The Fool and the Invitation
After the betrothal, I asked her if she would sit with me as her Mother went to a new task, her Father’s joke about the Patriarchy still reverberating in corners of the dining hall where elderly congregants were cleaning and packing up leftovers. Out the slender windows, the Moon was just rising, a tilting sliver low and distant on the horizon.
She sat there, looking stern and tall but slightly amused while she waited for me to formulate my question, a smile hidden in the penumbra of her irises.
“I suppose I shouldn’t ask,” I said, “it would make more sense not to question any of this. I’m thrilled, obviously. Overwhelmed… maybe over-awed? But I still wonder why. Why you don’t question it. I can’t help but I fear that you will, and my only certainty is that it would kill me if you did.”
My finger tapped ellipses on the tablecloth as I continued.

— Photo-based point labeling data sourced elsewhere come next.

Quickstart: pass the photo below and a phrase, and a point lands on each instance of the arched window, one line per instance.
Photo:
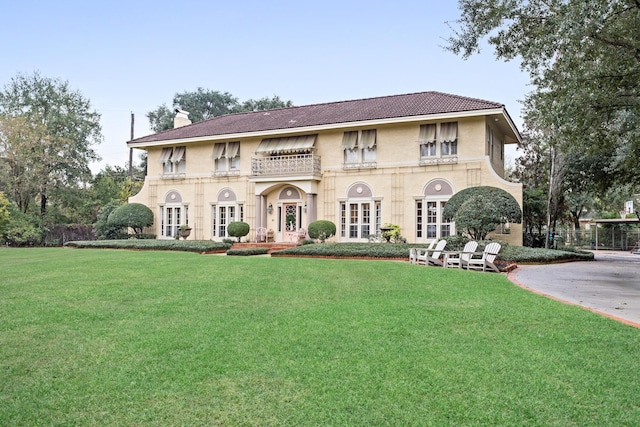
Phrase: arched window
(430, 224)
(360, 213)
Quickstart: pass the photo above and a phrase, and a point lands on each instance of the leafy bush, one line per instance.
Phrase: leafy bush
(479, 210)
(238, 229)
(132, 215)
(369, 250)
(22, 229)
(393, 234)
(401, 251)
(101, 228)
(322, 230)
(248, 251)
(173, 245)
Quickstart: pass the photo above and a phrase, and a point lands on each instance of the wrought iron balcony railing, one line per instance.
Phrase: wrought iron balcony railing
(297, 164)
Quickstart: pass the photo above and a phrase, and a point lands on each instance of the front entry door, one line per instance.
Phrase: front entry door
(290, 222)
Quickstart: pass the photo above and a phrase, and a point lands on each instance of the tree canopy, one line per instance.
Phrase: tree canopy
(479, 210)
(133, 215)
(583, 58)
(204, 104)
(47, 134)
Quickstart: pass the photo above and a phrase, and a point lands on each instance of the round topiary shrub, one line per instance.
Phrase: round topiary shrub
(133, 215)
(322, 230)
(238, 229)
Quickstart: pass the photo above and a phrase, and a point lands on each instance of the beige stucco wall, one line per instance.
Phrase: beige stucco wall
(397, 180)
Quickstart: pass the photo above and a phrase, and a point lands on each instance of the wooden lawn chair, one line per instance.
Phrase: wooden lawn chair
(460, 259)
(487, 260)
(431, 256)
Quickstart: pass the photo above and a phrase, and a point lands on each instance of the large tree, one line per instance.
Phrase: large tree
(204, 104)
(584, 61)
(49, 130)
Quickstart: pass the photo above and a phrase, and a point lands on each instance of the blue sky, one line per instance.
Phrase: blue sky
(134, 56)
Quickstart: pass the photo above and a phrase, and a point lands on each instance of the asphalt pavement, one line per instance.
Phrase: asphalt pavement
(609, 285)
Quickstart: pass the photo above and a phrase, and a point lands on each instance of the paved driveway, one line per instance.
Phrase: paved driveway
(609, 285)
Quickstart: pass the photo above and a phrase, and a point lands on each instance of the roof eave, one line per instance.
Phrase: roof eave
(341, 125)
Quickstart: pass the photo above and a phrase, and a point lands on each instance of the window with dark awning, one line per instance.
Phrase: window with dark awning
(292, 144)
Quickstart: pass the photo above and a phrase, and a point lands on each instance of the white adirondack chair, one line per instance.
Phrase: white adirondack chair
(460, 259)
(487, 260)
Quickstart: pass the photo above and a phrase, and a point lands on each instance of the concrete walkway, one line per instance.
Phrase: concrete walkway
(610, 285)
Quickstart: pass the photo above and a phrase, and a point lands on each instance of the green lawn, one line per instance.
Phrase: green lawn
(114, 337)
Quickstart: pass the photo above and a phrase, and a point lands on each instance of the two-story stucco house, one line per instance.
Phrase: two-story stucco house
(360, 164)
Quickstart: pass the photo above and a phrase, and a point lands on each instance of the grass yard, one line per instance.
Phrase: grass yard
(114, 337)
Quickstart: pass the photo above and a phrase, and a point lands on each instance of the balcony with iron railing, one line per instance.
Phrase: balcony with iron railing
(296, 164)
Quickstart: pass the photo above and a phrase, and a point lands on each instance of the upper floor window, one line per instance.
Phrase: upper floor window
(439, 143)
(226, 156)
(174, 160)
(360, 149)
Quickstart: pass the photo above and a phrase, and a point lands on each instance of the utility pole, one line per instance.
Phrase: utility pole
(131, 150)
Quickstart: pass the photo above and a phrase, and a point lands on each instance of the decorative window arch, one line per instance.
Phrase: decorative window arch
(430, 224)
(360, 213)
(173, 213)
(224, 210)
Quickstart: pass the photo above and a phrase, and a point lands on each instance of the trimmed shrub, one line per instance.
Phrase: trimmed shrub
(322, 230)
(164, 244)
(248, 251)
(238, 229)
(132, 215)
(479, 210)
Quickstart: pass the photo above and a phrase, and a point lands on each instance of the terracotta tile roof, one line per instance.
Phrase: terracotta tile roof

“I don’t really understand all of this out of the blue. You mentioned my father’s kindness as a reassurance, even as you called him dull almost as a joke. But… either I’m my father or I’m not,” I continued, “If I’m so like him, then I might be thoughtful and empathetic, but also boring. If I’m not then, regardless of charisma, I could be a jerk. Either way, from any perspective other than my own, don’t you deserve someone without caveats?”
The candles flickered as the door turned and waved at an exiting cart.
“I see. Then what must you think of me?” she asked with a smile. “‘Such a pliant daughter!’ Or maybe prone to flights of fancy? Likely careless? Perhaps changeable? And if I am, what a risk for you as you are, already fascinated, or infatuated.”
She leaned forward and looked deeper into my eyes than I liked. “Oh? More than that, you think? We’ll see.”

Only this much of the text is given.